Unfortunately for Democrats, that seven-hour televised exercise had the unintended consequence of showing the Republicans to be not only highly informed on the subject, but also, as even Obama was forced to admit, possessed of principled objections — contradicting the ubiquitous Democratic/media meme that Republican opposition was nothing but nihilistic partisanship.
Republicans did so well, in fact, that in his summation, Obama was reduced to suggesting that his health care reform was indeed popular because when you ask people about individual items (for example, eliminating exclusions for pre-existing conditions or capping individual out-of-pocket payments) they are in favor.
Yet mystifyingly they oppose the whole package. How can that be?
New Taxes
Allow me to demystify. Imagine a bill granting every American a free federally delivered ice cream every Sunday morning. Provision 2: steak on Monday, also home-delivered. Provision 3: a dozen red roses every Tuesday.
You get the idea. Would each individual provision be popular in the polls? Of course.
However (life is a vale of howevers) suppose these provisions were bundled into a bill that also spelled out how the goodies are to be paid for and managed — say, half a trillion dollars in new taxes, half a trillion in Medicare cuts (cuts not to keep Medicare solvent but to pay for the ice cream, steak and flowers), 118 new boards and commissions to administer the bounty-giving, and government regulation dictating, for example, how your steak was to be cooked. How do you think this would poll?
Perhaps something like 3-1 against, which is what the latest CNN poll shows is the citizenry’s feeling about the current Democratic health care bills.
Late last year, Democrats were marveling at how close they were to historic health care reform, noting how much agreement had been achieved among so many factions. The only remaining detail was how to pay for it.
No More Debate
Well, yes. That has generally been the problem with democratic governance: cost. The disagreeable absence of a free lunch.

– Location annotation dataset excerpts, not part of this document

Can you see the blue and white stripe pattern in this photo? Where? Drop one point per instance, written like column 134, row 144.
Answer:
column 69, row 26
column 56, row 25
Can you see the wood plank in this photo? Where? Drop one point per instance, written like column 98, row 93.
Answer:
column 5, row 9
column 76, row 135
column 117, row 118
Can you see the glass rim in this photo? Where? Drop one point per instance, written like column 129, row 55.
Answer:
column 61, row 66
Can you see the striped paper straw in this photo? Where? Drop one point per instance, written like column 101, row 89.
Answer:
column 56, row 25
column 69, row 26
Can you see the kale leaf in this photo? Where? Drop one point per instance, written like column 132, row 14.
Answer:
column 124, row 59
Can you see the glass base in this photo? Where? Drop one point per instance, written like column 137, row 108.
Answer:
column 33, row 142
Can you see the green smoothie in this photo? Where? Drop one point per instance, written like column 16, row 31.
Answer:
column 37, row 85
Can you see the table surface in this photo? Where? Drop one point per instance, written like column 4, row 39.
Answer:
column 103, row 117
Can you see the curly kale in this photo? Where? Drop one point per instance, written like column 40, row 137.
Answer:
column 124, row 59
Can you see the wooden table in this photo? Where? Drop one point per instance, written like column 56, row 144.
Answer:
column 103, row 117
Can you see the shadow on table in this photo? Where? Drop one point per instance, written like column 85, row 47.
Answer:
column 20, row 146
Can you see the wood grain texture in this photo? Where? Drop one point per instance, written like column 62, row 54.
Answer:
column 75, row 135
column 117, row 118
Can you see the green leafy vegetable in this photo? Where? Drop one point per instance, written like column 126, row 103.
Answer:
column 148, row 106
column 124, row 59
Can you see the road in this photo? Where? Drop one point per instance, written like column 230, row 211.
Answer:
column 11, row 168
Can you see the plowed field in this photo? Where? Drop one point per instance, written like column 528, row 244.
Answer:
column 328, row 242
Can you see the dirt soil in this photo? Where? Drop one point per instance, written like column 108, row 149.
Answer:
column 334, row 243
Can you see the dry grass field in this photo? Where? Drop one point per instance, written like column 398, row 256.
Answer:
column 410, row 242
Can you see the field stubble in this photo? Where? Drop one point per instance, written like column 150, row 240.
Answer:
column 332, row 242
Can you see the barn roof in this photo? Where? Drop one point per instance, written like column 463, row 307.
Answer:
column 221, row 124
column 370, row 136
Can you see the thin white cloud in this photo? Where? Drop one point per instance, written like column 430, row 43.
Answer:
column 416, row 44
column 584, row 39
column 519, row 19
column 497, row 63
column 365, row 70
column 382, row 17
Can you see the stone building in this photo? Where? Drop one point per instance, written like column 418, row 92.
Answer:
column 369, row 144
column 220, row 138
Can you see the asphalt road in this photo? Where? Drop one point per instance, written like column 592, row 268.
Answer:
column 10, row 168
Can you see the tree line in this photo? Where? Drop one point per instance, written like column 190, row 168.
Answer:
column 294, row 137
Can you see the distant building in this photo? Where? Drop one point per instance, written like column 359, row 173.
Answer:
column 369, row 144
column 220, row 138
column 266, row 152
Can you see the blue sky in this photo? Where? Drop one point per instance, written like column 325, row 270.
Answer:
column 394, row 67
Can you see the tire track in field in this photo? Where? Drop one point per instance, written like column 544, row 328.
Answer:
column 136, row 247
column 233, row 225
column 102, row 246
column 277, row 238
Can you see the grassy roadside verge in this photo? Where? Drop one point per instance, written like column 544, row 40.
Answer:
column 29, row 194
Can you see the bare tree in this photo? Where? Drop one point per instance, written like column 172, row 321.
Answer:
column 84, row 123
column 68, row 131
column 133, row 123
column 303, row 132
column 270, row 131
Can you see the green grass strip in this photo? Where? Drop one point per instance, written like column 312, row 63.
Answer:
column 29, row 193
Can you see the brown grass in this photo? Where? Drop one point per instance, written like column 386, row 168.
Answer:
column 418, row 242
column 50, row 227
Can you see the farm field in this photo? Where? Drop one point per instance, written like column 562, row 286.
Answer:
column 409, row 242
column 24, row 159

Which is what drove even strong Obama supporter Warren Buffett to go public with his judgment that the current Senate bill, while better than nothing, is a failure because the country desperately needs to bend the cost curve down and the bill doesn’t do it. Buffett’s advice would be to start over and get it right.
Obama has chosen differently, however. The time for debate is over, declared the nation’s seminar leader in chief. The man who vowed to undo Washington’s wicked ways has directed the Congress to ram Obama-Care through, by one vote if necessary, under the parliamentary device of “budget reconciliation.”
The man who ran as a post-partisan is determined to remake a sixth of the U.S. economy despite the absence of support from a single Republican in either house, the first time anything of this size and scope has been enacted by pure party-line vote.
Surprised?
You can only be disillusioned if you were once illusioned.